People clean up debris from a destroyed home

People clean up debris from a destroyed home on Shore Road in Lindenhurst on Nov. 4, 2012 in the aftermath of superstorm Sandy. Credit: Newsday / Thomas A. Ferrara

The unseemly way business is done in Washington now threatens attempts to fix the mess left by Sandy.

The $60-billion aid bill before the U.S. Senate, which could be voted on as soon as today, is a fair start: It won't pay for everything on the wish lists of the region's governors and local leaders, but it's enough to accomplish much of what's necessary.

Now, though, some Republican senators, mostly from states that don't love New York, want to cut the appropriation to $24 billion. It's too deep, and the promise that they'll come back with more money later if it's needed is an iffy proposition.

The money is needed, and that need won't fade. What will fade, once the devastation has receded from the national consciousness, is support. Once that happens, big-money allocations will be even harder to secure.
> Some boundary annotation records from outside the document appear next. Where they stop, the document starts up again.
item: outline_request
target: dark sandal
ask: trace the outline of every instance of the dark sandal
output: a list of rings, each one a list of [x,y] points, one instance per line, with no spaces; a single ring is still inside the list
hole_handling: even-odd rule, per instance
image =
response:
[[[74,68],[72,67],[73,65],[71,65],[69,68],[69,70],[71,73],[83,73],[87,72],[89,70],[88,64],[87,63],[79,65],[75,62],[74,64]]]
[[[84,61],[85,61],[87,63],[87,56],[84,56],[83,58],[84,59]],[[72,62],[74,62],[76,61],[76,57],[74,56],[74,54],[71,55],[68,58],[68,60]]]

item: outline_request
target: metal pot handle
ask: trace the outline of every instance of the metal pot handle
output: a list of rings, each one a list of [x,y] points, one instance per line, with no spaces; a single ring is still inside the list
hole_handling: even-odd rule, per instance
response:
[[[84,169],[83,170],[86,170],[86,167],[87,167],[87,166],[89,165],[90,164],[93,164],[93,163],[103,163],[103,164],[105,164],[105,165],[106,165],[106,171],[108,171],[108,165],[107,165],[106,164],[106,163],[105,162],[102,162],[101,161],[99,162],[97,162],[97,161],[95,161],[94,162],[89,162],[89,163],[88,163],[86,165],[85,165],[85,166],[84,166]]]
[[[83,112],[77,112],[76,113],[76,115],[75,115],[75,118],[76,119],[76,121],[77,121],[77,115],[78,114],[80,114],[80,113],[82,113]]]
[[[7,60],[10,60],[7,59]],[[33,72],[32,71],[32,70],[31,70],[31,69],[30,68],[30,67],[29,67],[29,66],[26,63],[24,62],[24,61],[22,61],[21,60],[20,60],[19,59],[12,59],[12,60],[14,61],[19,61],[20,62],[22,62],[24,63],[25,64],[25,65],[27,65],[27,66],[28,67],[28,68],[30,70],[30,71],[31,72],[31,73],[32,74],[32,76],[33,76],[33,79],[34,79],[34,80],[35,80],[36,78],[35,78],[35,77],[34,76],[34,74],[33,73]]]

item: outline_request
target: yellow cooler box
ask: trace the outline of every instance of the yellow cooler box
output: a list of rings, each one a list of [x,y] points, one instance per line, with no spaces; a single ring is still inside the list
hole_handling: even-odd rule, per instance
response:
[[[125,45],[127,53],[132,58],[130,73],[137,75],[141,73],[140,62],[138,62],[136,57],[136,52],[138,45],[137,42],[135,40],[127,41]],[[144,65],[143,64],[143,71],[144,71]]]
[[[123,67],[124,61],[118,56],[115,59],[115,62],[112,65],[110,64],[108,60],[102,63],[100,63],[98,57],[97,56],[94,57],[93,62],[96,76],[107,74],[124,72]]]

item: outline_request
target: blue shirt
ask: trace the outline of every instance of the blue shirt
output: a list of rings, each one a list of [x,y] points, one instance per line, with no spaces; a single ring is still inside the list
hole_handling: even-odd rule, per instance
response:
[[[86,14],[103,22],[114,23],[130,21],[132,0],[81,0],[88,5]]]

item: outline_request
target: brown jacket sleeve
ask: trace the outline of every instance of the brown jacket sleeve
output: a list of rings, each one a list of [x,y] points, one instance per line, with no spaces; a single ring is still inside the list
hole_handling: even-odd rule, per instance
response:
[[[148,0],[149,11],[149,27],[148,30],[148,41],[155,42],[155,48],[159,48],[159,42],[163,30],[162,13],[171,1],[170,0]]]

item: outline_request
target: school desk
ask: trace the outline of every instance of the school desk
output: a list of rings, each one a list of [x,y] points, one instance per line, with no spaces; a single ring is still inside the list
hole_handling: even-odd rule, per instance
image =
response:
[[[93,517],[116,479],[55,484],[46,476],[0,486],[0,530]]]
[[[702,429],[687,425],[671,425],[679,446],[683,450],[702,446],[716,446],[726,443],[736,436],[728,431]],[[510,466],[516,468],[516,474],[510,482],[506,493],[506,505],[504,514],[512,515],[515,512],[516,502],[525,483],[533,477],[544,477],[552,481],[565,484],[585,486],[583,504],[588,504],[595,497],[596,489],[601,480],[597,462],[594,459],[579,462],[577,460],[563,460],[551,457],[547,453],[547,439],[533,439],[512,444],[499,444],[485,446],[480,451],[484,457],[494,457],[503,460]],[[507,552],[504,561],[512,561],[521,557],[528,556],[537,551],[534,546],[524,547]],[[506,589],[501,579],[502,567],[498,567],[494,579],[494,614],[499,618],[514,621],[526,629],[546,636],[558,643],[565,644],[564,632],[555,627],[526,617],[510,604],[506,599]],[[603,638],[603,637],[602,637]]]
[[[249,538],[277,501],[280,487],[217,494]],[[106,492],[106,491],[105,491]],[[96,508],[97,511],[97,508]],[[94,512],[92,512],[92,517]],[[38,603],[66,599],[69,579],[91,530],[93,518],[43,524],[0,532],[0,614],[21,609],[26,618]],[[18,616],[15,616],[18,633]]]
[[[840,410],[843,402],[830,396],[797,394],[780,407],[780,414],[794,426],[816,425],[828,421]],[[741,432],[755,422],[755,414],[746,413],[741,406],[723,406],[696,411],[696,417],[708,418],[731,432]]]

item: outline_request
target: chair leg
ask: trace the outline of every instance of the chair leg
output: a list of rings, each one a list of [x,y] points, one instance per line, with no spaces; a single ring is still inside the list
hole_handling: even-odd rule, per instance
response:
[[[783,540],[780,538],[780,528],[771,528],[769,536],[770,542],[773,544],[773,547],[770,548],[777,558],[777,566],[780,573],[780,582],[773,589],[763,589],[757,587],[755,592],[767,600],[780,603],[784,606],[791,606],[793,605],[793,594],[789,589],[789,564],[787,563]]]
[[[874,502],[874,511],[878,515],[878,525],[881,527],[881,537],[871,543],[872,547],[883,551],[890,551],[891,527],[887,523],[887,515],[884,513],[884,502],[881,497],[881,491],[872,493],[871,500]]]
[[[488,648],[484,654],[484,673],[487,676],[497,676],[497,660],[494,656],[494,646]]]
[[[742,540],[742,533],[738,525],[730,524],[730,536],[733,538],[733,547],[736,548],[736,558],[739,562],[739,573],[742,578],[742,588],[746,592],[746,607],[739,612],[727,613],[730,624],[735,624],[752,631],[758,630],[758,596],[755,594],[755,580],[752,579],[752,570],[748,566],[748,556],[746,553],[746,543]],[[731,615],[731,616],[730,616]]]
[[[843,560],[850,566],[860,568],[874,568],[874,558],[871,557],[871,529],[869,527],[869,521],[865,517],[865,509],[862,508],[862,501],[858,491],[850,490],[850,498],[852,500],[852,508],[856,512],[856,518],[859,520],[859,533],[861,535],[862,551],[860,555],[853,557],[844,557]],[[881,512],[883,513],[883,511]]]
Opponents of the larger funding bill are crying that it's full of pork, but that's not really true. This legislation would be cleaner if it hadn't been amended to include things like $150 million for fisheries, repairs of a roof at a Smithsonian museum and replacing FBI laboratory and office equipment. We wish that were the case. But these projects are financially minimal, and sound. They need to be funded, and they need to be funded in this bill to sway some Republican votes. But in adding these projects, supporters have opened themselves up to accusations the bill is flawed.

Some of the requested money is being opposed because it's meant to harden the region against storms, rather than merely making the cheapest possible repairs. That's true, but rebuilding badly certainly doesn't make sense. What we're seeing here is the same kind of bickering so omnipresent in the "fiscal cliff" negotiations. It's business as usual in Washington, but it has no place in a discussion where the need itself is so extraordinary.

When Katrina hit, Congress approved $61 billion in aid within two weeks. Making New York and its neighbors wait, or making them rebuild shoddily, is pure politics, not fiscal conservatism.